Ghostbusters is an affectionate remake of the original 1984 picture of the same name. It succeeds in crafting a unique interpretation of the same material while also allowing for subtle homaging and subdued franchise building. The primary virtue of the picture comes from its improvisation, which allows scenes to have an archaic energy and inherent longevity. From jokes involving a play on words to do with a classification of a pet to a tangential conversation about Patrick Swayze’s filmography; this new Ghostbusters film succeeds in its ad-libbing framework.
Kate McKinnon emerges as the most capable and strongest actress in this comedic setup. At times she mole like with her physicality, which is illustrated in moments where she randomly pops up in the middle of tense encounters. She also has an idiosyncratic manner of delivering her lines. These vary between a casual detachment and sounding like an excited teenager who is in the midst of expressing a perpetually awesome experience.
Moreover, the third act of the film has an excellent sense of wonder and awe as all the ghosts of America’s past are unleashed upon New York City. Director Paul Feig accentuates this feeling with his free moving camera moves that has many top down shots where we are witnessing the spirits like children who believe the world is gigantic and boundless. It was refreshing to experience a finale that is not marred by exhaustive action.

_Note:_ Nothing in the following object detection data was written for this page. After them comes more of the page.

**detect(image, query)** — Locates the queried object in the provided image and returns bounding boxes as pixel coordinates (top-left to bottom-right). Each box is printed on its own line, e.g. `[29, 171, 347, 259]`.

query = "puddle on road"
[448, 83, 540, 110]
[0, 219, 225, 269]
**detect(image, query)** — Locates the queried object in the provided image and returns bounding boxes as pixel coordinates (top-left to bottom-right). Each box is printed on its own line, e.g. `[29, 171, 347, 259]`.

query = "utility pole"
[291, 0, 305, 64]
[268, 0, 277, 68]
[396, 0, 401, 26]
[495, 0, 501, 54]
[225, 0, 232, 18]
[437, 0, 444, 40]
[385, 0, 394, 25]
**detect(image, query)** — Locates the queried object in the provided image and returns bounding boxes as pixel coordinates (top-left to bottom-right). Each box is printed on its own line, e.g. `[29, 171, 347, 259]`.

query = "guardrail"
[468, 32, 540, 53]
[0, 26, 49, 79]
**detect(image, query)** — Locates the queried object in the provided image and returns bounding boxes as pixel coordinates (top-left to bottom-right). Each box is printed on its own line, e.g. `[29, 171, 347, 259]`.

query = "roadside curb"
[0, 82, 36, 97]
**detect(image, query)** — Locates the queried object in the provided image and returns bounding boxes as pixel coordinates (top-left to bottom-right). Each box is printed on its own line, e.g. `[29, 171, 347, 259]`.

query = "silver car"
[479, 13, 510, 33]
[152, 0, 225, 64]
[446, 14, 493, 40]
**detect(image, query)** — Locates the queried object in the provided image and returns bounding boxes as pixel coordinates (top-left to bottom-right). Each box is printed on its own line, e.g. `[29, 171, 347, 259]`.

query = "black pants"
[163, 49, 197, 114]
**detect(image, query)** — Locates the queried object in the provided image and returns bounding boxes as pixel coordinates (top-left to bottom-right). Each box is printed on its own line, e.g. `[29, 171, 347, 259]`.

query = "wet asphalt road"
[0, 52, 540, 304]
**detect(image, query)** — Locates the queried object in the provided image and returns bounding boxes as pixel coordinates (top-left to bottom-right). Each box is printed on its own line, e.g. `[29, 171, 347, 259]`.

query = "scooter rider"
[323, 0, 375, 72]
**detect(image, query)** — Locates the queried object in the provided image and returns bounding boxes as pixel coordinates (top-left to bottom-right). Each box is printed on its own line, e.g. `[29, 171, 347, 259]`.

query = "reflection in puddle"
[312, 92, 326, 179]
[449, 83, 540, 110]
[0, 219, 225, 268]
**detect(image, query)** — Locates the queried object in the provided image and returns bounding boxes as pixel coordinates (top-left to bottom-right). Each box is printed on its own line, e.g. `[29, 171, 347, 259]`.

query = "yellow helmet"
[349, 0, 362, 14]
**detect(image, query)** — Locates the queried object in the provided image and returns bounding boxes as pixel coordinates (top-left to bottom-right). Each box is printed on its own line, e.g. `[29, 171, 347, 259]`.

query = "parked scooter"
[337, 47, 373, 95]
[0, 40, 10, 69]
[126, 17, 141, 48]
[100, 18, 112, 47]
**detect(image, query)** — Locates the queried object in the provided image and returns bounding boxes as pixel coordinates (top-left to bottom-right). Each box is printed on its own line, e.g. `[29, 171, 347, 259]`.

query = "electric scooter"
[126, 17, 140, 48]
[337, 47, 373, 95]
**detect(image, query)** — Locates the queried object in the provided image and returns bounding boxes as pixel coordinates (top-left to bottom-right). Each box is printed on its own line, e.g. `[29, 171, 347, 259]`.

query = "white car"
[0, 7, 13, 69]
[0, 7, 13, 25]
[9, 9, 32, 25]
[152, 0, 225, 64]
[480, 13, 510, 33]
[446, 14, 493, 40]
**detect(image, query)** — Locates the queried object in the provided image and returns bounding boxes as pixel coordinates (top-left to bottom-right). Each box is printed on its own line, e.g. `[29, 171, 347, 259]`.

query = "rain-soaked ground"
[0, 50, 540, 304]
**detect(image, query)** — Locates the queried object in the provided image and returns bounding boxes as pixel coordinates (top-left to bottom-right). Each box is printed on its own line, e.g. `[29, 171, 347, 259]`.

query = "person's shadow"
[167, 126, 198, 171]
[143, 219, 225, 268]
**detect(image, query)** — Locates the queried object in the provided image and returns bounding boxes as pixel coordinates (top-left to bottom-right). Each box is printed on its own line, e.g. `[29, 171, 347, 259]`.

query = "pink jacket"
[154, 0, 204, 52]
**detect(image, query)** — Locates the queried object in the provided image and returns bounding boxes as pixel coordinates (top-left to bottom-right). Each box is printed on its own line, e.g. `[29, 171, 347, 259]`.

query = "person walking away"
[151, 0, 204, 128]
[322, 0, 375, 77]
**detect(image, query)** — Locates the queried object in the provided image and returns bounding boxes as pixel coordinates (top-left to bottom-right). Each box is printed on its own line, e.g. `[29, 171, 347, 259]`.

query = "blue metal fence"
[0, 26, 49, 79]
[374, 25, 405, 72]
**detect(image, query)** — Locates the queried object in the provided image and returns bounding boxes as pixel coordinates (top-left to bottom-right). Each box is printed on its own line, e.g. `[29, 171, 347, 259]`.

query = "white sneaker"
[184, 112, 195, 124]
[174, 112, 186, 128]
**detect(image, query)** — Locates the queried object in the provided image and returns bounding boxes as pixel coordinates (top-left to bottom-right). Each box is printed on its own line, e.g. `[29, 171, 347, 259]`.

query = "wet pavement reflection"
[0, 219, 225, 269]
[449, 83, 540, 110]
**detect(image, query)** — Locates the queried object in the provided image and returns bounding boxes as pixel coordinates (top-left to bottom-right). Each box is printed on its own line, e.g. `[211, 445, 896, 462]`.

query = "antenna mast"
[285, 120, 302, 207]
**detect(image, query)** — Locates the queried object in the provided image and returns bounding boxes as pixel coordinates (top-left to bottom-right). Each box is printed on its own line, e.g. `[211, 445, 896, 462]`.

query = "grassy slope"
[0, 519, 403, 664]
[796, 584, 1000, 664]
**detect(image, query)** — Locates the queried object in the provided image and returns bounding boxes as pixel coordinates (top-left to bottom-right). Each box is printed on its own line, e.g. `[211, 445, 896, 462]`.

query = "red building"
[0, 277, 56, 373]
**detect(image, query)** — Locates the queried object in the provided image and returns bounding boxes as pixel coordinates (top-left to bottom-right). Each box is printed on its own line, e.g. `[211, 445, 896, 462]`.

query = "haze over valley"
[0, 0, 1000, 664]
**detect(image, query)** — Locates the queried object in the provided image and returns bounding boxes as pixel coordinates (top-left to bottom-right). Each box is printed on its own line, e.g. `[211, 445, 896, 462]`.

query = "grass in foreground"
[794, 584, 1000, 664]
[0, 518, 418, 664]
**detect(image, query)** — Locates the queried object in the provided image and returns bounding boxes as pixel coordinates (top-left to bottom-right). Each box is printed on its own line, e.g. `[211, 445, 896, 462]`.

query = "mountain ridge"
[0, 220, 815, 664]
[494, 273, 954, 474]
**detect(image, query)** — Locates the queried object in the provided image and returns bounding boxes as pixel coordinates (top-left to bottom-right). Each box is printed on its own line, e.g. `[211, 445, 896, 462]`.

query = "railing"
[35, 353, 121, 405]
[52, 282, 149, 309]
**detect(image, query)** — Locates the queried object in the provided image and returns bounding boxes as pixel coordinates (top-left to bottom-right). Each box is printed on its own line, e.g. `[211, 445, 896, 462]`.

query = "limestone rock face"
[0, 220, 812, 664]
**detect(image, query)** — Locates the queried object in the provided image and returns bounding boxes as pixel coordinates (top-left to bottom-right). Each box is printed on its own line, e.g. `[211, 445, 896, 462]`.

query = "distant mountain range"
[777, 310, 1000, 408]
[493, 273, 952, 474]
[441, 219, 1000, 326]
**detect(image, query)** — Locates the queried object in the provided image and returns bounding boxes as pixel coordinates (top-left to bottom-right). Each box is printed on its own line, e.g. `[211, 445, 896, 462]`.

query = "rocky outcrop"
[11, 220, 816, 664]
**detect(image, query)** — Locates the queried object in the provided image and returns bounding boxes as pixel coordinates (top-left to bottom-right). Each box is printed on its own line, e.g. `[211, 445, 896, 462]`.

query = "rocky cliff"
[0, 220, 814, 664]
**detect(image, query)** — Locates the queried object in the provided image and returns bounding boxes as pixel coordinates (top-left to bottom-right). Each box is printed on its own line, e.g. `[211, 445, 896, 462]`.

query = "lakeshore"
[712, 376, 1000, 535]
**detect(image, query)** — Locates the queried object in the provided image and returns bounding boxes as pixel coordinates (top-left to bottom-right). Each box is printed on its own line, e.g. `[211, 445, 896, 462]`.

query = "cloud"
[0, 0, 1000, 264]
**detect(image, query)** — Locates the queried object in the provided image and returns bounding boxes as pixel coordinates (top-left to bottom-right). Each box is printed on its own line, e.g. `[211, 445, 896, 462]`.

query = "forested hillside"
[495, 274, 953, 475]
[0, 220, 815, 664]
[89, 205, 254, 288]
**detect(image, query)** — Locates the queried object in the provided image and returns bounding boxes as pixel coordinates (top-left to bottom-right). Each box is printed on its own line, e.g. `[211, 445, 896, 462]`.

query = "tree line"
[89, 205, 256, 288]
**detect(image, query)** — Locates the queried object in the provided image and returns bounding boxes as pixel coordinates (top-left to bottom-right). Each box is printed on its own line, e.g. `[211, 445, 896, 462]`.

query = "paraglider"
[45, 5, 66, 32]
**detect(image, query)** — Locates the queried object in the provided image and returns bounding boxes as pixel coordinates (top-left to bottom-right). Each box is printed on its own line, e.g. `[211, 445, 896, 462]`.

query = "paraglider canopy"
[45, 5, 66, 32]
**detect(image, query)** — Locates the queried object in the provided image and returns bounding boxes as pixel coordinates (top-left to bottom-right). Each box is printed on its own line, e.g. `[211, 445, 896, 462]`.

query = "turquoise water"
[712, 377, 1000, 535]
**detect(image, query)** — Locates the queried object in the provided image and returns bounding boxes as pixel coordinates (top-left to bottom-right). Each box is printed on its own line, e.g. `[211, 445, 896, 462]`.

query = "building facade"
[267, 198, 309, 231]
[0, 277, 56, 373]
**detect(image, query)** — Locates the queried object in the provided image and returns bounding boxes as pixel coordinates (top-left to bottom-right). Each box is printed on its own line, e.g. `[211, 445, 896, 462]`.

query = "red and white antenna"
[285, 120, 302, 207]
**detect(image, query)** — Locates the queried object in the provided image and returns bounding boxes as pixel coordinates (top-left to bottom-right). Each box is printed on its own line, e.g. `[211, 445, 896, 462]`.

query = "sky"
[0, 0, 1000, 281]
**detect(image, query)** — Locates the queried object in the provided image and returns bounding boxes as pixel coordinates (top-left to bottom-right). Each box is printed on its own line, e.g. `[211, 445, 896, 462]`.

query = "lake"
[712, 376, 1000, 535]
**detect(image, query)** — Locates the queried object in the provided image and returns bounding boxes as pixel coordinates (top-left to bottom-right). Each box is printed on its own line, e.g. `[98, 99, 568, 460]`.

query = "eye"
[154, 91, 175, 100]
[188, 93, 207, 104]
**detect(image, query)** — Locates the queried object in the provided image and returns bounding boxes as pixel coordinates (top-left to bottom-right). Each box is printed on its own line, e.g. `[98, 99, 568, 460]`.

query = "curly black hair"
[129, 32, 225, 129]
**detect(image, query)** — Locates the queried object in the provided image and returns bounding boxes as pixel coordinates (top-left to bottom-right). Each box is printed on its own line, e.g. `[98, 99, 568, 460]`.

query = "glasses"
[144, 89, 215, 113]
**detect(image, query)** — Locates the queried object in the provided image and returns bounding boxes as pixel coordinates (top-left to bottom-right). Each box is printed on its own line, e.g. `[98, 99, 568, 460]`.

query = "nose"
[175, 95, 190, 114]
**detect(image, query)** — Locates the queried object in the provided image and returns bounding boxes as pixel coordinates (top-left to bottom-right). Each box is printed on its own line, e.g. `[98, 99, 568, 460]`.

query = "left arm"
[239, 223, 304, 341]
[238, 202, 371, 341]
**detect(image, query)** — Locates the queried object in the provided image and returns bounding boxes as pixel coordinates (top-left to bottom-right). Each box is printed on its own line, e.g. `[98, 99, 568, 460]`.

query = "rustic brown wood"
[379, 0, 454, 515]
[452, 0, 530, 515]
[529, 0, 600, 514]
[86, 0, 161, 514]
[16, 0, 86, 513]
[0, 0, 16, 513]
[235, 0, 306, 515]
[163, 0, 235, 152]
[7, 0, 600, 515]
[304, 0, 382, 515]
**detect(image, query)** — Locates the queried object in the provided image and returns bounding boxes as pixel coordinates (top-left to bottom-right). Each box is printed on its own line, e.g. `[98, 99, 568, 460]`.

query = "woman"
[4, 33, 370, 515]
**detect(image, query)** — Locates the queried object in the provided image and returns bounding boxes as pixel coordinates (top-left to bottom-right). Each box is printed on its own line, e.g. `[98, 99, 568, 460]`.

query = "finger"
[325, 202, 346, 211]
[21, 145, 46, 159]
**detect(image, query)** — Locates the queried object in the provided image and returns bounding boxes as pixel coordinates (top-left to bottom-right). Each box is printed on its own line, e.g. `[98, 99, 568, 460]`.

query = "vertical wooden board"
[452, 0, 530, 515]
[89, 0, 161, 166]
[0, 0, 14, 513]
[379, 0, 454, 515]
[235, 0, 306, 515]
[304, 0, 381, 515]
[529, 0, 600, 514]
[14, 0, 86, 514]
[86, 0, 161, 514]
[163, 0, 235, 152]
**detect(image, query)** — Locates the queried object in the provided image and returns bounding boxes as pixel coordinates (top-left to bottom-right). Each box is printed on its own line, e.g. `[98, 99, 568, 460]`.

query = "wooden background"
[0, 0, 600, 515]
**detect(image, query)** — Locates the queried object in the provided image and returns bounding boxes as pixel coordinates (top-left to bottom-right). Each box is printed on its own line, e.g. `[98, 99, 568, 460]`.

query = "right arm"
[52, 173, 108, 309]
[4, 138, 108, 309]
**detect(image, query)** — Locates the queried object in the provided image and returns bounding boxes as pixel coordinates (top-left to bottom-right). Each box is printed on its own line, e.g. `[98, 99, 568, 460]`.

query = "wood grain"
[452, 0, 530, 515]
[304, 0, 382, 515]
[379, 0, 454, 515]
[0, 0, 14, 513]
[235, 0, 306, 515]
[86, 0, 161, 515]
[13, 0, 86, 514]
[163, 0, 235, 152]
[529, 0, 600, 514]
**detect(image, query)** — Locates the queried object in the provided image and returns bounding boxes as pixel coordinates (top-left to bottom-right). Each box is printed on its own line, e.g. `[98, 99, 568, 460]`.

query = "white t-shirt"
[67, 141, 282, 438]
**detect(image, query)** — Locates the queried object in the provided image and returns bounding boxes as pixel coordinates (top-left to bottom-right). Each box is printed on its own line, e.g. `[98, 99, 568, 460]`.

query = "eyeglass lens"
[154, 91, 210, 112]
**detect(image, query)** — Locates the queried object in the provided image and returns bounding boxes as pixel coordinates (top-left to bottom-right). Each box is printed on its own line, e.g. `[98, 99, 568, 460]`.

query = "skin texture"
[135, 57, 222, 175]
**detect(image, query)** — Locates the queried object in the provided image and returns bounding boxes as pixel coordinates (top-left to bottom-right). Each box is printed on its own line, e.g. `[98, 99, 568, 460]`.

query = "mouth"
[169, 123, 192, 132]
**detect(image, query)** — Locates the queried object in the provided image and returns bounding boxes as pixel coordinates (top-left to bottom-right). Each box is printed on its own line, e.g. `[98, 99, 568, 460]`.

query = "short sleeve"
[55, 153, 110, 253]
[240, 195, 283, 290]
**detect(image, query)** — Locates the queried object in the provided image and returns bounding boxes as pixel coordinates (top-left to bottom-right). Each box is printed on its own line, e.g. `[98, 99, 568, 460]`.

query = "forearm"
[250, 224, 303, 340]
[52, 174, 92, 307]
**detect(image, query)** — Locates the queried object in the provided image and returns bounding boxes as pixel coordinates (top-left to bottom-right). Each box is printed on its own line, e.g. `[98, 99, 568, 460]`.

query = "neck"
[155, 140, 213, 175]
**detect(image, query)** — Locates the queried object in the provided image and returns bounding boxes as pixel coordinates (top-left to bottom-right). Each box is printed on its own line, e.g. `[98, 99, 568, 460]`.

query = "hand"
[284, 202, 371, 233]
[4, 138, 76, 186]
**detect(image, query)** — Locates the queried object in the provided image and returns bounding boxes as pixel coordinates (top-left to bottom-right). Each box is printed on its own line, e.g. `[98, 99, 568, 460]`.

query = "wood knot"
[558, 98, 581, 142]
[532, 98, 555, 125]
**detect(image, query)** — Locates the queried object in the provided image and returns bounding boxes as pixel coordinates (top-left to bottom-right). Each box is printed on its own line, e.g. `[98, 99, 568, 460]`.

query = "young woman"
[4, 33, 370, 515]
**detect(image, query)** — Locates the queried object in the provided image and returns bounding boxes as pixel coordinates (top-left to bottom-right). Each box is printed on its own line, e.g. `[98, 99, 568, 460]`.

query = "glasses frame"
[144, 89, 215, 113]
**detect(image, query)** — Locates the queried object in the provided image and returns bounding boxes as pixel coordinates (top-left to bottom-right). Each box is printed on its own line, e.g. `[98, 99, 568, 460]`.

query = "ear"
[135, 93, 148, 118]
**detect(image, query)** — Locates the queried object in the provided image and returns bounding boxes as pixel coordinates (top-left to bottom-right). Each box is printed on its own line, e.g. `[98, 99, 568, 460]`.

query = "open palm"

The only problem with the film is that it fundamentally does not reach the comedic and emotional heights of Feig’s 2011 picture Bridesmaid. Furthermore, it lacks the intrinsic universality that resided in that picture as it explored the changing nature of friendship amidst marriage and climbing the social ladder. Nevertheless, Ghostbusters still retains a unique sense of care, which is commendable in today’s oversaturated summer movie cycle.